QUESTION
How do you get malaria? How does malaria come to the United States? How many people have died from malaria?
ANSWER
Malaria is caused by infection with single-celled parasites called Plasmodium. There are five different species which infect humans; of these, Plasmodium falciparum is the most deadly. The Plasmodium parasites are transmitted to humans through the bite of an infected female Anopheles mosquito; when these mosquitoes bite a human, they transfer some of the parasites in their saliva.
After undergoing one set of multiplications in the liver, the malaria parasites are released into the blood, where they repeatedly infect and destroy red blood cells, multiplying in the process. These cycles of infection and destruction of red blood cells cause the cyclical fever that is characteristic of malaria. Eventually, the parasite produces new types of cells, called gametocytes; if the patient is then bitten by another mosquito, the mosquito can take up gametocytes as well as blood when it feeds, and the cycle continues.

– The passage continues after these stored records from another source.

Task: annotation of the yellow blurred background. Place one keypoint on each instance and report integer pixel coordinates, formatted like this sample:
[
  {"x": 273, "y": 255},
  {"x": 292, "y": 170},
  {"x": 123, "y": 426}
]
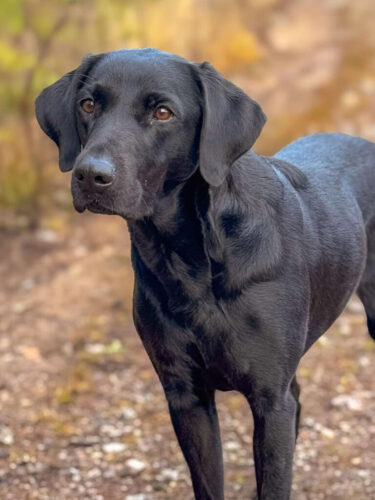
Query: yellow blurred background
[{"x": 81, "y": 411}]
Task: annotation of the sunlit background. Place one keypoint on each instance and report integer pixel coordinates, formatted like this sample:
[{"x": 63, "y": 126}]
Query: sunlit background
[{"x": 81, "y": 411}]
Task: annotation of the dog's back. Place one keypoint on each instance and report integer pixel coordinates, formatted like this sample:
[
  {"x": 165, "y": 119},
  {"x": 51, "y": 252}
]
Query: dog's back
[
  {"x": 332, "y": 160},
  {"x": 340, "y": 203}
]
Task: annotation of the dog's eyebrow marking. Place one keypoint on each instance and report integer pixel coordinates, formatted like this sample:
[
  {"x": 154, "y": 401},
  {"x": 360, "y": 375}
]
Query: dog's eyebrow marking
[{"x": 230, "y": 222}]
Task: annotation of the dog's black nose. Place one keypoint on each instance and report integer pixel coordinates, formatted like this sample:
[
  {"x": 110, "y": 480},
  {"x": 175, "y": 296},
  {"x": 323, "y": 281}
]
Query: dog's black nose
[{"x": 95, "y": 173}]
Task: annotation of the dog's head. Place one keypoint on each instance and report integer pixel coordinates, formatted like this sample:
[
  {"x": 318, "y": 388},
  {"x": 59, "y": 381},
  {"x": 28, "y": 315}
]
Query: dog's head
[{"x": 133, "y": 124}]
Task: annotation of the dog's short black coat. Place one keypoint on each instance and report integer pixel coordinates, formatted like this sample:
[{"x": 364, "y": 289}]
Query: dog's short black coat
[{"x": 241, "y": 261}]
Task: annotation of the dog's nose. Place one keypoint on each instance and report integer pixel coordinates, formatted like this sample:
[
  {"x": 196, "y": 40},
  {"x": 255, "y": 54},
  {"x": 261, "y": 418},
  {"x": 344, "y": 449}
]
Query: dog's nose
[{"x": 95, "y": 173}]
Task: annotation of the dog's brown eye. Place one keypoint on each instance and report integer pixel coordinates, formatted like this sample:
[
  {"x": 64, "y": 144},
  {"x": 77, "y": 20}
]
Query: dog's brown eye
[
  {"x": 88, "y": 106},
  {"x": 162, "y": 113}
]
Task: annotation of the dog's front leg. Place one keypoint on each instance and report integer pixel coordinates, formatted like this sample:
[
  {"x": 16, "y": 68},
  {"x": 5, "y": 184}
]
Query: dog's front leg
[
  {"x": 197, "y": 430},
  {"x": 274, "y": 442}
]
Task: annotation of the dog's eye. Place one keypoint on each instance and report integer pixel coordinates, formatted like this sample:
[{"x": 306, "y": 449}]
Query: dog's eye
[
  {"x": 88, "y": 105},
  {"x": 162, "y": 113}
]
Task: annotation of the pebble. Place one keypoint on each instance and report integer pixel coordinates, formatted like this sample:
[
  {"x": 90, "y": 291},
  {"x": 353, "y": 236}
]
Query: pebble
[{"x": 114, "y": 447}]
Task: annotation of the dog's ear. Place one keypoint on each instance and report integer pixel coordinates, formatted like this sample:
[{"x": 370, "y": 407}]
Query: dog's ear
[
  {"x": 55, "y": 109},
  {"x": 231, "y": 124}
]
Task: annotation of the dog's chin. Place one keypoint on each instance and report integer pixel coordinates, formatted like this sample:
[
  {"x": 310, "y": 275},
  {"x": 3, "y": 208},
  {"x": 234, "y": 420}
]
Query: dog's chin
[{"x": 97, "y": 207}]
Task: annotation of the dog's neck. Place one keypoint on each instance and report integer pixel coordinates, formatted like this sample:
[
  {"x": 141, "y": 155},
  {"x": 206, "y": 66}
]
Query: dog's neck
[{"x": 197, "y": 229}]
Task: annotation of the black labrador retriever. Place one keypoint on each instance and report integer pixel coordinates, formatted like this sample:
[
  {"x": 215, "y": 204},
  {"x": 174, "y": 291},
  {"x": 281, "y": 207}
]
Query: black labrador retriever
[{"x": 241, "y": 261}]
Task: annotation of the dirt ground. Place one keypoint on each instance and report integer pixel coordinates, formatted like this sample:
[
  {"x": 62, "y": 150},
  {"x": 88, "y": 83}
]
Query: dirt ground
[{"x": 82, "y": 414}]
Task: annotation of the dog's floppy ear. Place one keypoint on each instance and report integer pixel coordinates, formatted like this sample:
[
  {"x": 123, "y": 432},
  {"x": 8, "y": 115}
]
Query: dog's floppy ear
[
  {"x": 56, "y": 113},
  {"x": 231, "y": 124}
]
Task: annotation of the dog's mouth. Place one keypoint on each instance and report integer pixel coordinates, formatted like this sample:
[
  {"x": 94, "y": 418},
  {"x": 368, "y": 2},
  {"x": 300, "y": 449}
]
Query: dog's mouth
[{"x": 93, "y": 205}]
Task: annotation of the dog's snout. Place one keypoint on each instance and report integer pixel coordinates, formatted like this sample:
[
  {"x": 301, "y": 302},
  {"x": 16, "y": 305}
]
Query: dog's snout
[{"x": 95, "y": 173}]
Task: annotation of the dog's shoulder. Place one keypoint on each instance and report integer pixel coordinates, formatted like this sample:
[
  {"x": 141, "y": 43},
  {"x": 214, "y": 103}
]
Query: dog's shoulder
[{"x": 295, "y": 176}]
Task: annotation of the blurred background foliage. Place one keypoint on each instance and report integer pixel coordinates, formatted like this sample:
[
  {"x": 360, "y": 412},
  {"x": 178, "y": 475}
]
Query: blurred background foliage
[{"x": 309, "y": 63}]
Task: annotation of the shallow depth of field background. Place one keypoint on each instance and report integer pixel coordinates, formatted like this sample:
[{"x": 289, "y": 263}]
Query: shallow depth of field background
[{"x": 82, "y": 414}]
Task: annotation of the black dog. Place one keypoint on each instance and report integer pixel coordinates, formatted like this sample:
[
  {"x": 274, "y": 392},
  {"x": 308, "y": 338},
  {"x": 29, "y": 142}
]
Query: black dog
[{"x": 241, "y": 261}]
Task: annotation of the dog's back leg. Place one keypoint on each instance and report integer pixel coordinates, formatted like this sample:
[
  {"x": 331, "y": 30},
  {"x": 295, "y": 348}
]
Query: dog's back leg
[
  {"x": 295, "y": 390},
  {"x": 366, "y": 289}
]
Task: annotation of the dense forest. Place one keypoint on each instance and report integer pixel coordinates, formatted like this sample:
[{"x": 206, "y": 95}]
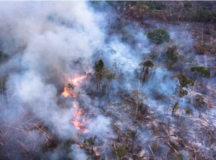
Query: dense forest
[{"x": 108, "y": 80}]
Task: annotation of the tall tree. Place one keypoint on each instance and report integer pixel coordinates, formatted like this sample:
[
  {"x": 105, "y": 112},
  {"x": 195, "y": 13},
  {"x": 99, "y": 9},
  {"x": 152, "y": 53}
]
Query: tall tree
[
  {"x": 91, "y": 142},
  {"x": 133, "y": 135},
  {"x": 145, "y": 69},
  {"x": 200, "y": 72},
  {"x": 98, "y": 68}
]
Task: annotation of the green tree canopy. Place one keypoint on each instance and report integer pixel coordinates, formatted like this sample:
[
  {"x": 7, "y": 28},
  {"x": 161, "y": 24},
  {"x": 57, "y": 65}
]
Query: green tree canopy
[{"x": 158, "y": 36}]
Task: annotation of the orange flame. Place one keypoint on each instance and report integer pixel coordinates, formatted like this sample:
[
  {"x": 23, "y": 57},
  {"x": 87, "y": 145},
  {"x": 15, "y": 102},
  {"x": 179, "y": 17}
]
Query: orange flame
[
  {"x": 77, "y": 80},
  {"x": 66, "y": 93}
]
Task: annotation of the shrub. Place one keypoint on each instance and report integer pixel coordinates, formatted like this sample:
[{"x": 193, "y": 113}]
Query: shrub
[
  {"x": 171, "y": 54},
  {"x": 188, "y": 111}
]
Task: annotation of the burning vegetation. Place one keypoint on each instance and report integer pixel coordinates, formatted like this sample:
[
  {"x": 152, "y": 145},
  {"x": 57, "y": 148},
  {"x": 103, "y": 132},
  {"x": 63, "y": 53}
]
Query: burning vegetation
[{"x": 107, "y": 80}]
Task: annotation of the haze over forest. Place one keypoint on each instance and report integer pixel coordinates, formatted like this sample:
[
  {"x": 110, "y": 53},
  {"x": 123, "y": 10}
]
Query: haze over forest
[{"x": 108, "y": 80}]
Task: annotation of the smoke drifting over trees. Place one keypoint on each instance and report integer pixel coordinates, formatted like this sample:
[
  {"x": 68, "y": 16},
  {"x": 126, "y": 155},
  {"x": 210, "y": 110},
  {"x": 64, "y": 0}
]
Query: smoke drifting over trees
[{"x": 107, "y": 80}]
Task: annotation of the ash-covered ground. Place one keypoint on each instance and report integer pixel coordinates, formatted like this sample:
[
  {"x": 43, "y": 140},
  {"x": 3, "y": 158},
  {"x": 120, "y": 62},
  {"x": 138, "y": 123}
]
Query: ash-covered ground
[{"x": 107, "y": 80}]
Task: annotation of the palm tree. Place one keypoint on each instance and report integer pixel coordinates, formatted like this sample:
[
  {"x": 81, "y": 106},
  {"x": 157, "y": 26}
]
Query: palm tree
[
  {"x": 145, "y": 69},
  {"x": 133, "y": 135}
]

Malaria used to be relatively common in the United States, though usually only occurring during the summer months and restricted to the warm, wet south-eastern region. However, a concerted control campaign in the 1940s, focusing mainly on vector control (i.e. killing mosquito and reducing their opportunities for breeding) swiftly led to the eradication of malaria from the US.
Nowadays, virtually all malaria cases in the US are imported from abroad, whereby people get infected when traveling to other countries, but are only diagnosed as having malaria when they return home. There are about 1,000 cases of malaria reported each year in the US, and most of these were actually caught outside the US. Very rarely, an Anopheles mosquito will bite one of these travelers once they have returned from abroad, and therefore have the potential to transmit malaria within the US. However, due to a strong public health network and good access to malaria diagnosis and treatment, these events rarely lead to more than a handful of cases before they are quickly treated and transmission eliminated again.
The World Health Organisation estimates that last year, approximately 700,000 people died of malaria. Of these, 90% were in sub-Saharan Africa, and the vast majority were children under the age of 5.